When the reader takes into account all that has just been said, he will be hardly disposed to quarrel with the following conclusions of Professor Marshall, who derives them from history quite as much as from theory, and who expresses himself with regard to Trade Unions thus: “Their importance,” he says, “is certainly great, and grows rapidly; but it is apt to be exaggerated: for indeed many of them are little more than eddies such as have always fluttered over the surface of progress. And though they are now on a larger and more imposing scale in this age than before, yet much as ever the main body of the movement depends on the deep, silent, strong stream of the tendencies of Normal Distribution and Exchange.”

◆1 Trade Unionism, in raising wages, can do little more than accelerate or regulate a rise that would take place owing to other causes.

◆2 But none the less it may be of great benefit to the labourers, and remove many evils which a general rise in wages has not removed, and could not remove by itself.
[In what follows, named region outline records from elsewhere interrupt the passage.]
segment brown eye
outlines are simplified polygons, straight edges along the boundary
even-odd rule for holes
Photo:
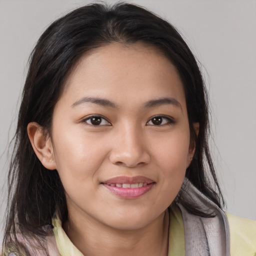
[[[111,125],[111,124],[105,118],[100,116],[90,116],[90,118],[84,120],[83,122],[92,126]]]
[[[90,122],[93,126],[98,126],[102,122],[102,118],[90,118]]]
[[[152,118],[146,124],[148,126],[164,126],[168,124],[174,124],[176,122],[166,116],[156,116]]]
[[[162,124],[162,118],[160,116],[157,116],[152,119],[152,124],[155,126],[160,126]]]

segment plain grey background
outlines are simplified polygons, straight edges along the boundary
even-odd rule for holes
[[[212,151],[226,210],[256,220],[256,1],[128,2],[174,24],[201,63],[210,99]],[[6,148],[14,134],[29,54],[52,22],[91,2],[0,0],[0,238]]]

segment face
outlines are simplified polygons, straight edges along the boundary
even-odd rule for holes
[[[50,140],[70,214],[146,226],[174,199],[192,155],[175,67],[138,43],[87,54],[55,107]]]

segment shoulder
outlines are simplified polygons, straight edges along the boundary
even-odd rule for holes
[[[230,230],[230,256],[256,256],[256,221],[226,214]]]

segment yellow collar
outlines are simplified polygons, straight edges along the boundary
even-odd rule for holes
[[[169,248],[168,256],[184,256],[184,227],[182,214],[176,206],[170,208]],[[73,244],[62,228],[61,220],[57,216],[52,219],[53,232],[61,256],[84,256]]]

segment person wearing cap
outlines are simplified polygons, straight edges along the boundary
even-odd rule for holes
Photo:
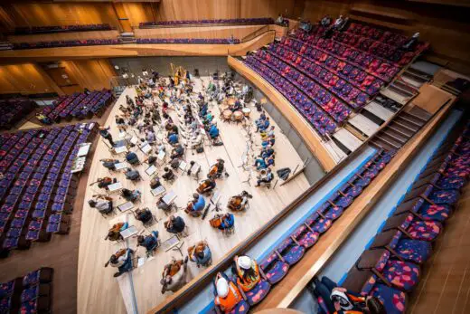
[[[245,292],[253,289],[261,280],[255,260],[247,255],[235,256],[232,272],[237,274],[237,283]]]
[[[99,135],[103,137],[103,138],[108,139],[109,144],[114,147],[114,140],[111,133],[109,133],[109,127],[99,127]]]
[[[213,284],[216,293],[215,305],[224,313],[230,313],[241,301],[241,292],[224,273],[217,273]]]
[[[186,269],[188,265],[188,257],[183,260],[173,260],[166,264],[162,272],[162,294],[165,291],[176,292],[186,284]]]
[[[191,262],[194,262],[197,267],[209,266],[212,262],[212,252],[205,241],[200,241],[196,245],[188,249],[188,256]]]

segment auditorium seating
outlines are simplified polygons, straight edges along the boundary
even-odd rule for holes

◆¹ But in the case of Trade Unionism, just as in that of Socialism, because the extent is limited to which it can raise the labourers’ income, it does not follow that within these limits its action may not be of great and increasing benefit. ◆² Thus Mill, whose general view of the subject coincides broadly with that of Professor Marshall, points out that though a Union will never be able permanently to raise wages above the point to which in time they would rise naturally, nor permanently to keep them above a point to which they would naturally fall, it can hasten the rise, which might otherwise be long delayed, and retard the fall, which might otherwise be premature; and the gain to Labour may thus in the long run be enormous. Unions have done this for Labour in the past; and with improved and extended organisation, they may be able to do it yet more effectively in the future; and they have done, and may continue to do many other things besides—to do them, and to add to their number. It is beyond my purpose to speak of these things in detail. In the next chapter, I shall briefly indicate some of them; but the main points on which I am concerned to insist are simpler; and the next chapter—the last—will be devoted principally to these.